Brief Overall Description of the Dataset:
Zillow is a company focused on providing citizens and homeowners information on the real estate market in an easy and understandable way. Their dataset consists of data on median housing values, demography, mortgage rates, home value history and building characteristics. Zillow collects data through multiple resources, including sales records, county records, tax assessments, real estate listings and mortgage information, with the ability for users to update the data set. Zillow uses most of this data to compute their ‘zestimates’, which are continually updated housing values for individual properties based off previous sales and current sales in their area. While the data is recorded with detail, including characteristics of the property and address, little of this information is available for purchase or use by outside industry, due to confidentiality rules and their terms of agreement when registering to use their API. – Upon further investigation, Zillow data was deemed not to be of use for this project due to heavy restrictions to access.
Link: http://www.zillow.com/howto/api/APIOverview.htm, http://www.zillow.com/blog/research
Date Inventory Completed: 5/21/2015
Screening
- Is the data collected opinion-based?
- Is the data collection recurring?
- Is there data available for 2013?
- Is the data collected at the property or housing unit level?
- Can we access the data by August 15th?
Purpose
What is the purpose of the organization collecting the data?
The purpose of the Zillow data base is for housing market analysis and research.
Why is it collected and how does the organization use it?
For realtors, government officials and individual homeowners to have access to property history and monthly median property values. It is also useful for monitoring real-estate trends across the country.
Who else uses the data?
Businesses, realtors
Who do they sell the data to?
Individual homeowners, businesses
Method
What is the data collection method?
Using their “Zestimate” or estimated market value of every home, the construction of this data is to first calculate raw median zestimates. These zestimates are adjusted for any residual systematic error. Next the Henderson moving average filter is applied, followed by applying the seasonal adjustment, finishing with a final quality control.

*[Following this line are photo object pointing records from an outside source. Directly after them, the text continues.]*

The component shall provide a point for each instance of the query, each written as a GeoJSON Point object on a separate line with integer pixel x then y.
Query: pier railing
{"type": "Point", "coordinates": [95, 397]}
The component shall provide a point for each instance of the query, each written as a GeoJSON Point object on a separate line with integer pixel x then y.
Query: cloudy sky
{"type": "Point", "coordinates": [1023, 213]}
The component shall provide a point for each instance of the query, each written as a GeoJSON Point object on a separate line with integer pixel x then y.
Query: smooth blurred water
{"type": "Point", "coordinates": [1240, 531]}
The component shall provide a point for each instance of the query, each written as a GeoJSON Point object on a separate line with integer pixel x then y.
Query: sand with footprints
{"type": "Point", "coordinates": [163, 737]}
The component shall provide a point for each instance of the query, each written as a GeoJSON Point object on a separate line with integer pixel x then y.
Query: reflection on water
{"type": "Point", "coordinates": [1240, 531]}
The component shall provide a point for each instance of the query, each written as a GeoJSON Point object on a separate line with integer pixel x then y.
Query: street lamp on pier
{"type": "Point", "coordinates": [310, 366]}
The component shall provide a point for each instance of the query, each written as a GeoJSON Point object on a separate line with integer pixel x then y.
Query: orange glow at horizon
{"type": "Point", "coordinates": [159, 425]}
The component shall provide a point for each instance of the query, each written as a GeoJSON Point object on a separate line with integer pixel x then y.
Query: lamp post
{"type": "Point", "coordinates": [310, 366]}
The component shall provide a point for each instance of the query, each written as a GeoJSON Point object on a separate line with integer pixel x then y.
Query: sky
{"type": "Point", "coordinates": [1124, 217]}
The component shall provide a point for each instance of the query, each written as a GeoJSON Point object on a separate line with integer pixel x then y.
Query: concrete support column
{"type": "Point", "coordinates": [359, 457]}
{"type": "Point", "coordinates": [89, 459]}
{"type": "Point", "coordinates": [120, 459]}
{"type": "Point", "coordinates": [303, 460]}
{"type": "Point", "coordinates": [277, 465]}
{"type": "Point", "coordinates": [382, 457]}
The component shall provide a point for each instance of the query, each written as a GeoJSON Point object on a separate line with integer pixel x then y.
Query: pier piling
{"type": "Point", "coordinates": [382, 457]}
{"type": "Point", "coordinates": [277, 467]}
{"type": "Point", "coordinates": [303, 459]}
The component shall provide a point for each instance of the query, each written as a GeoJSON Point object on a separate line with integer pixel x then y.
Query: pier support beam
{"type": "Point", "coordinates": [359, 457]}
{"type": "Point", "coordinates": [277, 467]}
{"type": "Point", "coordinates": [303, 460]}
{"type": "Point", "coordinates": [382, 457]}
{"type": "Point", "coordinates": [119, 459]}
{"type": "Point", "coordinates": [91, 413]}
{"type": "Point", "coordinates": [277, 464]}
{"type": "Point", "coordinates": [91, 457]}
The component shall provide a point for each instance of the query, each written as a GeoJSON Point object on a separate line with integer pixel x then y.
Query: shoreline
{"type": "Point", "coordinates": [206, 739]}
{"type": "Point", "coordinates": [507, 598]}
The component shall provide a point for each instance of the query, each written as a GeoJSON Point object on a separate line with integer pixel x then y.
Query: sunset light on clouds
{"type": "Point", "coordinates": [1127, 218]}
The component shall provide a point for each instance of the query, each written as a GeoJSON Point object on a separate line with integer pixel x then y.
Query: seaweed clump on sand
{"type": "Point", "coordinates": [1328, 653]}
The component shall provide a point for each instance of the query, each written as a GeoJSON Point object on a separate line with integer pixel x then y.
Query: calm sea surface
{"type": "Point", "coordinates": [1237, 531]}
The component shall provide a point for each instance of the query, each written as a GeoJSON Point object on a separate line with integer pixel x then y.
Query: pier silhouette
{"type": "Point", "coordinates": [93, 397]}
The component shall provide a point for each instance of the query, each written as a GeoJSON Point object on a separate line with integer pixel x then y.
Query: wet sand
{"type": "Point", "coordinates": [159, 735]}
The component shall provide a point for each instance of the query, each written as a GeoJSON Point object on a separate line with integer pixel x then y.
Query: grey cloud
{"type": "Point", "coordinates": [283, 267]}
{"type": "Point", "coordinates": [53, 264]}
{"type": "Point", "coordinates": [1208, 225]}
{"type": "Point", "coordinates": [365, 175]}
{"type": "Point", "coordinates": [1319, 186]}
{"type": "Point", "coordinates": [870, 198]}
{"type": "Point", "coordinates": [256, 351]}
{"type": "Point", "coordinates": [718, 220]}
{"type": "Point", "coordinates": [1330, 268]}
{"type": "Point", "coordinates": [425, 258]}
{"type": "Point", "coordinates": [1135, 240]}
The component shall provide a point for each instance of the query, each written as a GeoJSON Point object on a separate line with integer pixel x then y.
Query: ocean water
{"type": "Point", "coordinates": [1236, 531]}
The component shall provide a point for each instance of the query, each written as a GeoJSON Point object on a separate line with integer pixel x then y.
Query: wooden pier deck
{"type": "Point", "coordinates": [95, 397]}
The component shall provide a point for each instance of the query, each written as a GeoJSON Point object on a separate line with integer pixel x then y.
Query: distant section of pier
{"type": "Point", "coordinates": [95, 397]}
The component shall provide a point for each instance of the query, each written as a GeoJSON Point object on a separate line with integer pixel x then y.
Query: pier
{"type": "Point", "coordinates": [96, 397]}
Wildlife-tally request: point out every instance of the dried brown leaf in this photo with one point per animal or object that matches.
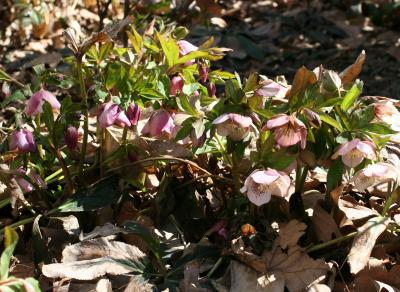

What is the type of data collected?
Administrative and estimation.
If designed, who created the questions?
What is the raw source of the collected data (prior to any aggregation)?
The raw data comes from prior sales records, county records, tax assessments, real estate listings, mortgage information and GIS data. Over one third of the homes in the database have been updated by users.
Description
What is the general topic of the data (1-2 words)?
Housing prices
What are the earliest and latest dates for which data is available?
1997-2015
Is data collected and available periodically?
Yes, monthly
How soon after a reference period ends can a data source be prepared and provided?
18-23 days
Selectivity
What is the universe (e.g., population) that the data represents?
Housing market (single-family homes, condos and co-ops) in the United States
Accessibility
How is the data accessed?
Is it open data?
Some, there is .csv summarized data available at www.zillow.com/research/data, as well as API downloads, but due to Terms of Agreement, Zillow branding has to be present if API is used, and the API can not be locally downloaded.
Any legal, regulatory, or administrative restrictions on accessing the data source?
None
Cost? - One time or annual or project based payment?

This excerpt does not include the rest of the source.